I have always thought of myself as an urbanist. I've studied urban history. I've been an official at a big city government. I've helped lead a global organization of mayors.
So it's a little surprising that today I find myself part of a technology firm, Sidewalk Labs. Our mission at Sidewalk is to develop technology that makes urban life better, in part by bridging the gap between technologists and urbanists. Our CEO, Dan Doctoroff, likes to point out that urbanists and technologist don't speak the same language. So often when I walk into my office I feel like a stranger in a strange land. But I am learning to speak technology —slowly.
One thing I've learned along the way is that technologists love to approach problems from first principles, focusing on essentials rather than on existing practice. Silicon Valley didn't invent this approach; Plato used it. And of course first principles don't, on their own, indicate how to arrive at some future state; the task of getting stuff done in the world as it exists —with institutions, stakeholders, infrastructure, and path dependencies —is one way that urbanists can add value to technologists.
But I've recently found myself turning to first principles because so many of the questions we need to think about focus on how technology will change the cities of the future. We're all asking these questions: Will autonomous vehicles lead to super-commuting and massive sprawl, or will they enable ride-sharing to replace the private automobile? Could robotic construction make housing cheaper? Will virtual reality make cities unnecessary?
One challenge we face in answering these questions is that some of the factors that historically have helped us explain cities no longer hold true. Transportation costs, knowledge and communication clusters, and increased specialization have been longstanding reasons that people gravitated towards cities. But these factors don't carry the same explanatory power they once did thanks to advances like cheap shipping, smartphones, and digital connectivity.
Similarly, we can't rely on arguments for cities that are only true today because of current technology or institutions. We know cities are good for the environment; on a per-capita basis, urbanites create fewer greenhouse gases than people who live in suburban settings. But widespread solar power and electric vehicles could tip the balance at some point to favor suburban areas, since it's easier for a single-family home to generate its own electricity with solar panels than for a large apartment building. So while cities are a clear path to sustainability right now, that may not hold true forever.

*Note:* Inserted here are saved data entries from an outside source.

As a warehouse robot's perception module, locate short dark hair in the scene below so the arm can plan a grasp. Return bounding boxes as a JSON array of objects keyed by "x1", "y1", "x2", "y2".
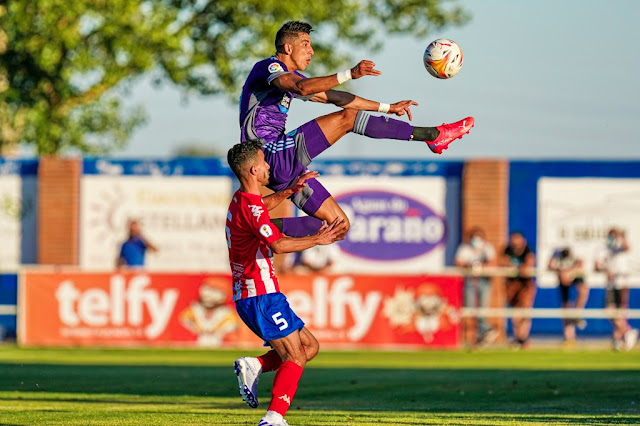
[
  {"x1": 227, "y1": 140, "x2": 262, "y2": 179},
  {"x1": 276, "y1": 21, "x2": 313, "y2": 52}
]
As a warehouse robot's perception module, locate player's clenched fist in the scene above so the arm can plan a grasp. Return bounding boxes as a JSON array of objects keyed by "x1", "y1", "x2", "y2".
[{"x1": 351, "y1": 60, "x2": 382, "y2": 79}]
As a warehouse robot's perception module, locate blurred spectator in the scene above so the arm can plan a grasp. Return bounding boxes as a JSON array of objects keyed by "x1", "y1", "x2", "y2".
[
  {"x1": 501, "y1": 232, "x2": 536, "y2": 348},
  {"x1": 455, "y1": 227, "x2": 498, "y2": 344},
  {"x1": 116, "y1": 220, "x2": 158, "y2": 267},
  {"x1": 179, "y1": 277, "x2": 238, "y2": 347},
  {"x1": 596, "y1": 228, "x2": 638, "y2": 350},
  {"x1": 548, "y1": 247, "x2": 589, "y2": 347},
  {"x1": 294, "y1": 244, "x2": 339, "y2": 273}
]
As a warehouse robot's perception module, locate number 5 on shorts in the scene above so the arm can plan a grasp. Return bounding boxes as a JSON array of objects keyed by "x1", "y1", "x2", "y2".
[{"x1": 271, "y1": 312, "x2": 289, "y2": 331}]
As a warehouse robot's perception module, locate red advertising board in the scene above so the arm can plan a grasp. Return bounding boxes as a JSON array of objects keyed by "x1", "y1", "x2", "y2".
[{"x1": 18, "y1": 271, "x2": 462, "y2": 348}]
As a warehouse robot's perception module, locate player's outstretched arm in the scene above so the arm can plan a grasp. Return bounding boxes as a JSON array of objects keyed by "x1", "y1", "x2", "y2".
[
  {"x1": 262, "y1": 171, "x2": 320, "y2": 210},
  {"x1": 271, "y1": 60, "x2": 382, "y2": 96},
  {"x1": 271, "y1": 218, "x2": 347, "y2": 254}
]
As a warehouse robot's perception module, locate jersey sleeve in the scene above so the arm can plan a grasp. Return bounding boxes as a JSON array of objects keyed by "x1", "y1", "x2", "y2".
[{"x1": 265, "y1": 59, "x2": 290, "y2": 84}]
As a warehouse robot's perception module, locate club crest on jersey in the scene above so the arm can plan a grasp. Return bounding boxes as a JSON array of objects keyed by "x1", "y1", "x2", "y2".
[
  {"x1": 249, "y1": 204, "x2": 264, "y2": 221},
  {"x1": 267, "y1": 62, "x2": 284, "y2": 74},
  {"x1": 260, "y1": 223, "x2": 273, "y2": 238}
]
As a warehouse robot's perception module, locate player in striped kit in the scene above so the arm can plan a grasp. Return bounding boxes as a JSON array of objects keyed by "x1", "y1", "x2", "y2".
[{"x1": 226, "y1": 141, "x2": 346, "y2": 426}]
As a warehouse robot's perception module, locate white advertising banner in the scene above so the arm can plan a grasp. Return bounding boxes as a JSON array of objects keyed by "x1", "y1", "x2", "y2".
[
  {"x1": 312, "y1": 176, "x2": 446, "y2": 274},
  {"x1": 0, "y1": 174, "x2": 37, "y2": 271},
  {"x1": 537, "y1": 178, "x2": 640, "y2": 287},
  {"x1": 80, "y1": 175, "x2": 231, "y2": 272}
]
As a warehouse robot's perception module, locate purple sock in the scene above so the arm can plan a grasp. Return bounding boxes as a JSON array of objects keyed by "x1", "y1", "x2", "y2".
[
  {"x1": 353, "y1": 111, "x2": 413, "y2": 141},
  {"x1": 282, "y1": 216, "x2": 322, "y2": 237}
]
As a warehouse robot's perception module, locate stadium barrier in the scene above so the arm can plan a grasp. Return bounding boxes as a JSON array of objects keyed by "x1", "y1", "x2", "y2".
[{"x1": 10, "y1": 267, "x2": 640, "y2": 348}]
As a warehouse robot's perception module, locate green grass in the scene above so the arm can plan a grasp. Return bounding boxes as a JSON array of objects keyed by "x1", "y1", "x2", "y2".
[{"x1": 0, "y1": 346, "x2": 640, "y2": 426}]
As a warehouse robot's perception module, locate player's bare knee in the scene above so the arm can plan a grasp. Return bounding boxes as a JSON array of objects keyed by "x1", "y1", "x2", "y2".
[
  {"x1": 340, "y1": 108, "x2": 358, "y2": 131},
  {"x1": 287, "y1": 350, "x2": 307, "y2": 368}
]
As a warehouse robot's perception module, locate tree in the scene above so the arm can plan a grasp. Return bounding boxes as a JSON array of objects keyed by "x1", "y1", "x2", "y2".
[{"x1": 0, "y1": 0, "x2": 468, "y2": 154}]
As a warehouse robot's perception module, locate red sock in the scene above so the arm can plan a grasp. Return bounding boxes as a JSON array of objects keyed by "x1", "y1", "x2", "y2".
[
  {"x1": 258, "y1": 349, "x2": 282, "y2": 373},
  {"x1": 269, "y1": 361, "x2": 302, "y2": 417}
]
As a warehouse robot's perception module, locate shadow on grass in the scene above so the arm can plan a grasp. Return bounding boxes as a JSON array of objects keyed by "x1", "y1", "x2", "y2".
[{"x1": 0, "y1": 363, "x2": 640, "y2": 424}]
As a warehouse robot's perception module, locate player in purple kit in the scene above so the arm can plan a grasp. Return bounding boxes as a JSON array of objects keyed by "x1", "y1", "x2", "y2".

Finally, we have to be very careful not to mistake our preferences for intrinsic values. I like cities. But that's a preference. So is the fact that someone else wants a backyard or a pool and a one-acre lot. Human tastes change, and they often change in response to what technology makes available.
So if we have any hope of guessing how technology will change cities — and of shaping that change with good policy and planning— we need to strip away our historical understandings, our focus on existing technology, and our personal preferences. In short, we need to get to first principles. And that requires looking first at the essential elements of a city: people and space.
The three efficiencies of density
Fundamentally, a city is a dense settlement of people. The definitions vary, of course, but when enough people live clustered together, and that space hosts multiple activities including work and commerce, we can see a city. That doesn't have to be Manhattan or Hong Kong. It could be Old Town Alexandria or downtown Palo Alto; call it 8,000-to-10,000 people per square mile. But it is density that is the essence of a city.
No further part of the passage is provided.